Junio put down his tray on the inlaid table, his grin broader than ever. ‘Your gift did not impress him, master?’ The tray, I saw, carried a platter of fine fruits – figs, dates, medlars, plums and apricots which must have come from all over the Empire. There was nothing so humble as an apple.

I ignored Junio’s remark and picked up a small brown medlar. It was mellow and ripe, and I sank my teeth into the fragrant flesh.

Junio watched me in mock horror. He had been raised as a slave in a Roman household, and seemed to share our conquerors’ misconception that because a ripe medlar looks half rotten it cannot be good to eat. ‘Chosen like a Celt,’ he grinned.

‘Enough of your impudence.’ I spoke with as much severity as I could muster. ‘Why did you not come and rouse me earlier, you young scoundrel? You might have saved me the embarrassment of being late for the governor.’

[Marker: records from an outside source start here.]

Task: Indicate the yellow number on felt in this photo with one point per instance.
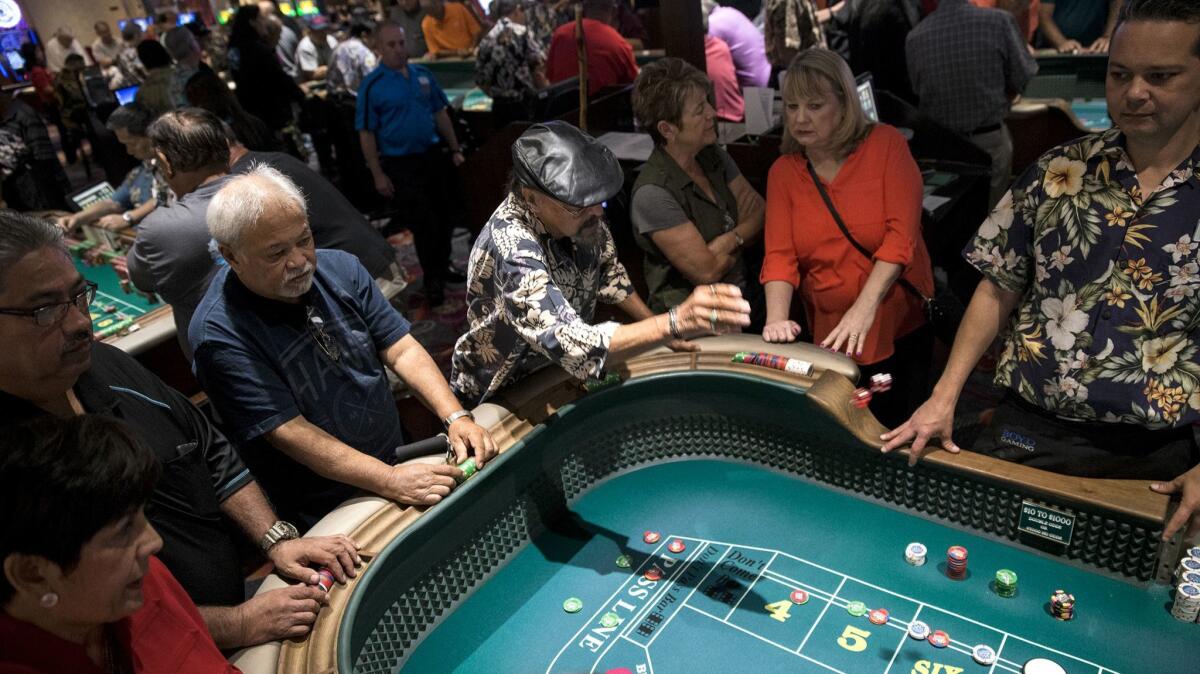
(853, 639)
(779, 609)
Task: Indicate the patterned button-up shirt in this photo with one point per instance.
(508, 58)
(531, 301)
(1108, 325)
(351, 61)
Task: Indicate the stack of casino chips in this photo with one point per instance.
(1006, 583)
(957, 563)
(1187, 602)
(1062, 605)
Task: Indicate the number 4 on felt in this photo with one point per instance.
(779, 611)
(853, 639)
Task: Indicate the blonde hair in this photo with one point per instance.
(816, 73)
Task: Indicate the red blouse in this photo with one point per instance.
(879, 193)
(166, 635)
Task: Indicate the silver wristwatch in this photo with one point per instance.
(455, 416)
(279, 531)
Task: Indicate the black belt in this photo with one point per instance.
(988, 128)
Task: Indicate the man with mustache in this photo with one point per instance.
(1091, 270)
(293, 343)
(543, 263)
(51, 366)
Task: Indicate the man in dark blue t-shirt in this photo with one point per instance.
(293, 344)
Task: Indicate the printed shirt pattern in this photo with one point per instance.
(531, 301)
(1107, 325)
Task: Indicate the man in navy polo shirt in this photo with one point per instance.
(401, 113)
(292, 345)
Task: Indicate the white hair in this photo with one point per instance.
(238, 205)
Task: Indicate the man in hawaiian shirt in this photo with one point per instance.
(510, 66)
(1091, 266)
(544, 260)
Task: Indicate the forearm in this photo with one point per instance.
(445, 128)
(250, 509)
(370, 150)
(779, 300)
(879, 282)
(989, 310)
(227, 625)
(328, 456)
(417, 368)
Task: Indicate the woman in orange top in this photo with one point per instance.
(853, 304)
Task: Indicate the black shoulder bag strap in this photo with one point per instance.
(837, 217)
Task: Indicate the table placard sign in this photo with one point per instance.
(1047, 523)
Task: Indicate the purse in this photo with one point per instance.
(943, 311)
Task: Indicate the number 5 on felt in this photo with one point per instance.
(853, 639)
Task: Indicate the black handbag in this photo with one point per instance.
(943, 311)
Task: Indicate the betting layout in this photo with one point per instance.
(714, 602)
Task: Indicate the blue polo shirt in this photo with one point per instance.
(262, 365)
(400, 109)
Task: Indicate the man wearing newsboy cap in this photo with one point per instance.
(543, 262)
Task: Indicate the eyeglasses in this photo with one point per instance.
(52, 314)
(317, 329)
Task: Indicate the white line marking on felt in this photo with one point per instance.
(820, 618)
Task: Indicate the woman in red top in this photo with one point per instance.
(81, 590)
(852, 302)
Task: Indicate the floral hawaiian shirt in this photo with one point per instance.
(1108, 325)
(531, 301)
(507, 61)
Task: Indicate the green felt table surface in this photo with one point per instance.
(754, 535)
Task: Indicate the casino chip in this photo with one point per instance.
(918, 630)
(1042, 666)
(984, 654)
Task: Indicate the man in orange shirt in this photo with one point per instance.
(610, 58)
(450, 30)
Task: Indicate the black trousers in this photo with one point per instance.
(426, 200)
(1029, 434)
(909, 367)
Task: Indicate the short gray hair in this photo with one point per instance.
(238, 205)
(21, 235)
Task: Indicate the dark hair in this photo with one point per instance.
(21, 235)
(190, 139)
(241, 29)
(63, 480)
(1185, 11)
(360, 29)
(153, 54)
(133, 118)
(208, 91)
(660, 90)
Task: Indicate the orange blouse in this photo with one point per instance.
(879, 193)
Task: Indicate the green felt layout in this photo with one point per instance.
(753, 536)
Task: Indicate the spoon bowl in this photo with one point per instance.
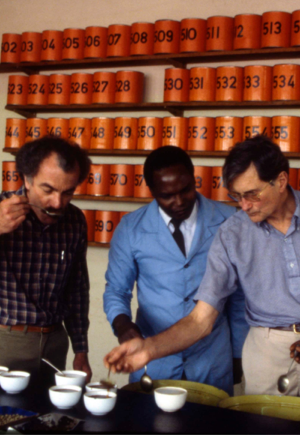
(146, 382)
(44, 210)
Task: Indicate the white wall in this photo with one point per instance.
(17, 16)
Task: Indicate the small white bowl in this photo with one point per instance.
(99, 403)
(65, 396)
(3, 369)
(98, 387)
(71, 377)
(13, 382)
(170, 399)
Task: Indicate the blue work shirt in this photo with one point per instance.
(264, 261)
(144, 251)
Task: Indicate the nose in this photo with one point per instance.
(56, 200)
(245, 204)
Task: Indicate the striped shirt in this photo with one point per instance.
(43, 274)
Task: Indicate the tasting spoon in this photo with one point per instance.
(50, 364)
(49, 213)
(146, 382)
(283, 380)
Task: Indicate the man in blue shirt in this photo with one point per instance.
(259, 248)
(144, 251)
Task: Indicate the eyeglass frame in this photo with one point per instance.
(255, 196)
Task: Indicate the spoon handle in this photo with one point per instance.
(50, 364)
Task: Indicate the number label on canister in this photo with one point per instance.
(136, 37)
(283, 81)
(280, 132)
(253, 130)
(118, 179)
(226, 82)
(77, 132)
(197, 133)
(10, 47)
(144, 131)
(223, 132)
(122, 132)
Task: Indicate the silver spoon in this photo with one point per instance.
(50, 364)
(146, 382)
(49, 213)
(283, 380)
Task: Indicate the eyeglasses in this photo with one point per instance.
(249, 196)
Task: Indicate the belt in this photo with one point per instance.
(292, 328)
(32, 328)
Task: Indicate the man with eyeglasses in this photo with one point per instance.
(259, 248)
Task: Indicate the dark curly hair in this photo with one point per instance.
(32, 154)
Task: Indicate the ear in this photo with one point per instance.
(27, 182)
(283, 179)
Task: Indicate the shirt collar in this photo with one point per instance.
(189, 222)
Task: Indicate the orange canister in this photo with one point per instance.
(192, 35)
(142, 39)
(295, 29)
(202, 84)
(59, 89)
(95, 42)
(31, 47)
(80, 131)
(11, 179)
(15, 132)
(11, 48)
(121, 180)
(247, 28)
(175, 131)
(286, 133)
(275, 29)
(229, 83)
(58, 127)
(104, 87)
(293, 178)
(286, 82)
(166, 36)
(201, 135)
(149, 133)
(81, 188)
(105, 225)
(73, 44)
(52, 41)
(129, 87)
(118, 40)
(90, 220)
(257, 83)
(125, 133)
(203, 180)
(254, 125)
(81, 88)
(17, 91)
(38, 89)
(219, 33)
(98, 180)
(177, 84)
(218, 191)
(141, 190)
(102, 133)
(36, 128)
(228, 131)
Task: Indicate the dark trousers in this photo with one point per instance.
(24, 350)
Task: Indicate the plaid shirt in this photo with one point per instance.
(43, 274)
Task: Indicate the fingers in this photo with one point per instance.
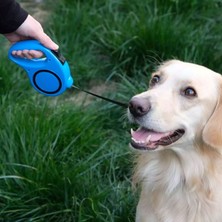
(28, 54)
(47, 41)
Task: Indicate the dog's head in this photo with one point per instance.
(183, 103)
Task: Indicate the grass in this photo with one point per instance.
(63, 160)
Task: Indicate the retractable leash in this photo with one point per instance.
(50, 75)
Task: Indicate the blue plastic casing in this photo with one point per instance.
(49, 75)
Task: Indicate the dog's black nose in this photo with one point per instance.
(139, 106)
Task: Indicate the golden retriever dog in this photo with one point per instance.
(179, 144)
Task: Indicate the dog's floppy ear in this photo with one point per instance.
(212, 133)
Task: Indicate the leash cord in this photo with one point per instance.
(101, 97)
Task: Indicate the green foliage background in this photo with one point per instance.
(65, 158)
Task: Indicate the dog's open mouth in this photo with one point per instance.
(146, 139)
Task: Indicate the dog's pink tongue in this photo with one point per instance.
(142, 134)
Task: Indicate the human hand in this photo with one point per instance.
(30, 29)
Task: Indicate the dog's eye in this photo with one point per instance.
(154, 80)
(189, 92)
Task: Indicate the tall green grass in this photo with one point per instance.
(65, 160)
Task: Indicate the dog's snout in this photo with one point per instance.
(139, 106)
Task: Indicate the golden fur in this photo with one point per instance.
(182, 182)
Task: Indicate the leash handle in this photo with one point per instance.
(49, 75)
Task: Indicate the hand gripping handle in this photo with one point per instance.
(49, 75)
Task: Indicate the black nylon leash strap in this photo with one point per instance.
(101, 97)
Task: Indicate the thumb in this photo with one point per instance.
(47, 41)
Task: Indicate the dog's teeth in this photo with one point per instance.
(148, 139)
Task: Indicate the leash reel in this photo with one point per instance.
(51, 74)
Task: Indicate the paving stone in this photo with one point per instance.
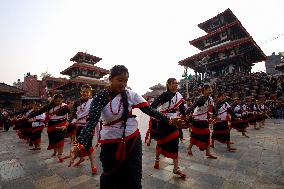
(257, 163)
(51, 182)
(11, 169)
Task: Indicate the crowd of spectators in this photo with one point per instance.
(259, 86)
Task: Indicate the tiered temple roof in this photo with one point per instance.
(83, 72)
(4, 88)
(227, 46)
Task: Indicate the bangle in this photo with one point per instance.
(170, 121)
(80, 147)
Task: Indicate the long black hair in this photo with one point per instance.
(169, 81)
(115, 71)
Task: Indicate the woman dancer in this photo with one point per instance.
(121, 146)
(221, 130)
(170, 103)
(57, 115)
(200, 133)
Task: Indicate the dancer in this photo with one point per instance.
(170, 103)
(239, 123)
(57, 114)
(79, 118)
(221, 130)
(38, 123)
(121, 146)
(200, 133)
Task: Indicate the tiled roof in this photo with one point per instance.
(4, 88)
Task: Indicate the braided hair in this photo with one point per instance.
(115, 71)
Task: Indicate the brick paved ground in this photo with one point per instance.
(258, 163)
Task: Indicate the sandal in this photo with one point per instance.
(232, 149)
(179, 173)
(157, 164)
(211, 156)
(79, 162)
(94, 170)
(189, 152)
(61, 159)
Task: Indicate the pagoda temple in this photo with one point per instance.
(10, 97)
(226, 48)
(83, 71)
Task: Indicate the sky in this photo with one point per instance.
(149, 37)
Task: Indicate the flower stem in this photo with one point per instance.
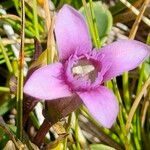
(21, 77)
(4, 89)
(35, 18)
(90, 23)
(9, 66)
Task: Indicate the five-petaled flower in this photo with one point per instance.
(81, 70)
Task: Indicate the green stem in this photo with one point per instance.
(90, 22)
(126, 94)
(6, 57)
(35, 18)
(4, 89)
(20, 80)
(94, 26)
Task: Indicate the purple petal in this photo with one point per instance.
(71, 33)
(102, 105)
(124, 55)
(45, 83)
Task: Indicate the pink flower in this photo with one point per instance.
(81, 70)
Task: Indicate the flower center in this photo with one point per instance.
(85, 70)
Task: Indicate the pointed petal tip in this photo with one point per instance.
(124, 55)
(45, 84)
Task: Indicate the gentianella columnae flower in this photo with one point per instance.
(82, 70)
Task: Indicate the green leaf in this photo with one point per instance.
(103, 20)
(100, 147)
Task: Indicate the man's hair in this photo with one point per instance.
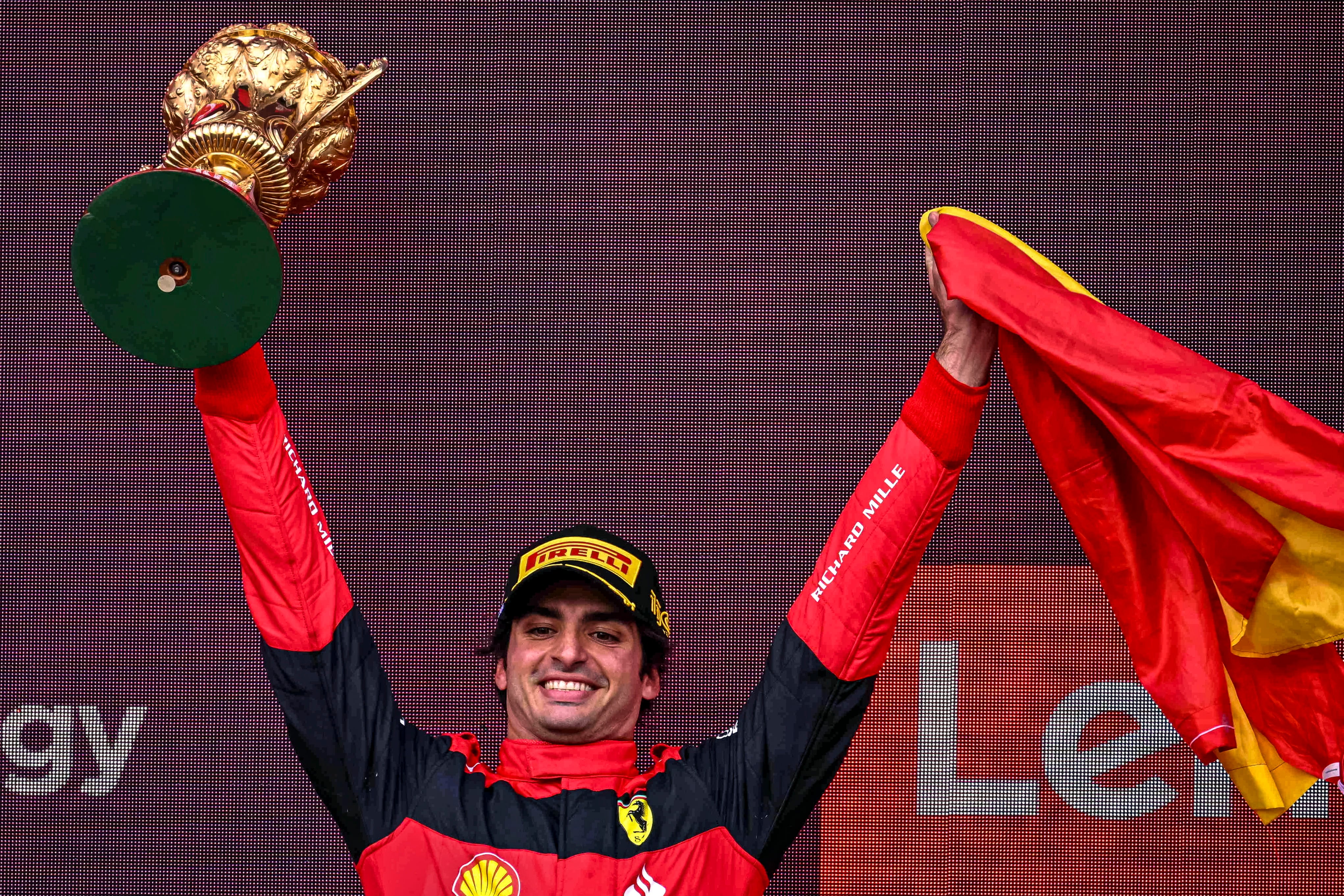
(654, 644)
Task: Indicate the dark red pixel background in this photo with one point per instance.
(654, 268)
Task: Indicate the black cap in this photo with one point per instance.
(590, 552)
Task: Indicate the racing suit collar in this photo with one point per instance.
(533, 759)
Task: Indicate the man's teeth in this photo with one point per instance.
(566, 686)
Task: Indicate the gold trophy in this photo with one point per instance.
(178, 264)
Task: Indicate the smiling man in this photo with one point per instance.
(580, 644)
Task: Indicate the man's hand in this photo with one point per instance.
(968, 339)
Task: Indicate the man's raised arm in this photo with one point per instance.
(769, 772)
(321, 657)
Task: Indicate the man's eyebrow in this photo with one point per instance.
(605, 616)
(539, 612)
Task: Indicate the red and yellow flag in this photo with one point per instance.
(1211, 510)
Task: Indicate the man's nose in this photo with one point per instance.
(570, 649)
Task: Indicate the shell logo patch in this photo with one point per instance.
(486, 875)
(636, 816)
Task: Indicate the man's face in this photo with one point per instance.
(573, 671)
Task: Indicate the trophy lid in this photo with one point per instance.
(267, 109)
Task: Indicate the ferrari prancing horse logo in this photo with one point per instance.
(636, 816)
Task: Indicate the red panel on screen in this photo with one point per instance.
(1065, 777)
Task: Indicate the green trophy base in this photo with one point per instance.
(177, 268)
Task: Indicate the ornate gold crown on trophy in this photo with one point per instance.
(177, 264)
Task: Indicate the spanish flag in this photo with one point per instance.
(1211, 510)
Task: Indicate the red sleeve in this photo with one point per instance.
(295, 592)
(847, 610)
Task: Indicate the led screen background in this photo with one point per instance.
(655, 268)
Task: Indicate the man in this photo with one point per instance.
(580, 644)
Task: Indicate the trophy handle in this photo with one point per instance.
(361, 81)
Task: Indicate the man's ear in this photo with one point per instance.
(652, 684)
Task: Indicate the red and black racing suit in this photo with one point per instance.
(421, 813)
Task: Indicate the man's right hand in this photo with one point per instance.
(968, 340)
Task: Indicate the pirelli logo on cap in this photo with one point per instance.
(574, 547)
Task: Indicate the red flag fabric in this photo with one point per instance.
(1180, 481)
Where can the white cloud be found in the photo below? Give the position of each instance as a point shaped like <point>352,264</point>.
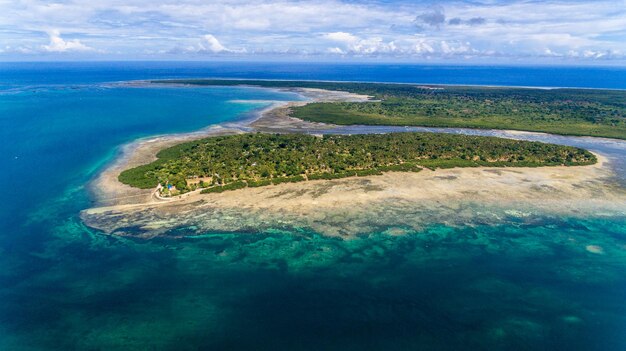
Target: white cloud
<point>516,28</point>
<point>211,45</point>
<point>58,44</point>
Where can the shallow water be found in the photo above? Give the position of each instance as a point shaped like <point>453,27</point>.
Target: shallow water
<point>542,282</point>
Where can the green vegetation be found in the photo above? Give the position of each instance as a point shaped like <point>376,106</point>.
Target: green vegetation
<point>236,161</point>
<point>600,113</point>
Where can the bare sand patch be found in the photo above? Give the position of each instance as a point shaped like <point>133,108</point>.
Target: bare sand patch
<point>350,206</point>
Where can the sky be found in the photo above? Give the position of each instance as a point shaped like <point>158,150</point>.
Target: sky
<point>471,31</point>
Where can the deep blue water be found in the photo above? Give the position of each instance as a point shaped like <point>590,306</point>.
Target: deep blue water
<point>78,73</point>
<point>523,285</point>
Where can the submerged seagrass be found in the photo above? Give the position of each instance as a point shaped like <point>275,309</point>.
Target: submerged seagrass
<point>558,111</point>
<point>236,161</point>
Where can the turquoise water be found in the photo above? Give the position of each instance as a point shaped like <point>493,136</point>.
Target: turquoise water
<point>516,285</point>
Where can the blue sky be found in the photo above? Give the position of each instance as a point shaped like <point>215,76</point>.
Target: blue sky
<point>490,31</point>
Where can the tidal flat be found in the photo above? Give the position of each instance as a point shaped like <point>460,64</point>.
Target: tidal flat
<point>525,280</point>
<point>350,207</point>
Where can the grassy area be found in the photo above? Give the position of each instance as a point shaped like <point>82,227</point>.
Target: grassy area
<point>600,113</point>
<point>237,161</point>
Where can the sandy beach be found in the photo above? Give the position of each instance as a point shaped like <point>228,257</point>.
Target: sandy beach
<point>349,206</point>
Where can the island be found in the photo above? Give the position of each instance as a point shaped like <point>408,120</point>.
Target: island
<point>584,112</point>
<point>216,164</point>
<point>286,169</point>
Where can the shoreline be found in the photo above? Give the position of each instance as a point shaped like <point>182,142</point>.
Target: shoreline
<point>107,190</point>
<point>398,83</point>
<point>558,189</point>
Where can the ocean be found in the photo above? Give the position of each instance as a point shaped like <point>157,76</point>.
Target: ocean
<point>516,285</point>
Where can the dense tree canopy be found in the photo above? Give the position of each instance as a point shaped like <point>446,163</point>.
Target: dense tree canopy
<point>228,162</point>
<point>560,111</point>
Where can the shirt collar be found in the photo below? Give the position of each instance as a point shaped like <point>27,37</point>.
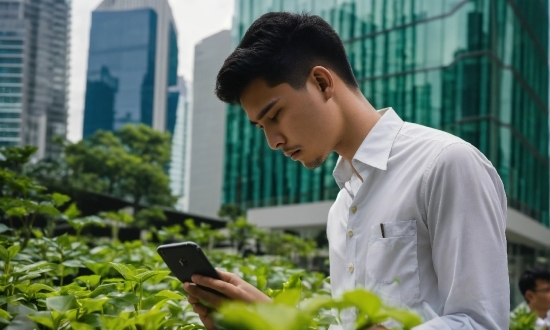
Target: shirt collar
<point>375,149</point>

This time his surprise was genuine. ‘Wake you, master? But it was His Excellence himself who gave orders that you were not to be disturbed. You’d had a long journey already, he said, and it is a long way to Eboracum.’

That was true. I had been invited to Londinium by the governor on purpose to accompany him to Eboracum. Pertinax had learned from my patron in Glevum that I wished to go there to look for Gwellia – the wife who had been torn from me some twenty years earlier when we were both captured by pirates and sold into slavery – and had arranged to take me with him as a reward for solving a politically embarrassing killing. What Pertinax did not know was that my reasons for making the journey had become redundant. I now knew that Gwellia had been sold on. I had even glimpsed her for one tantalising moment, bound hand and foot on the back of a cart with a whole consignment of other female slaves, being driven south. By now she was probably somewhere in Londinium itself.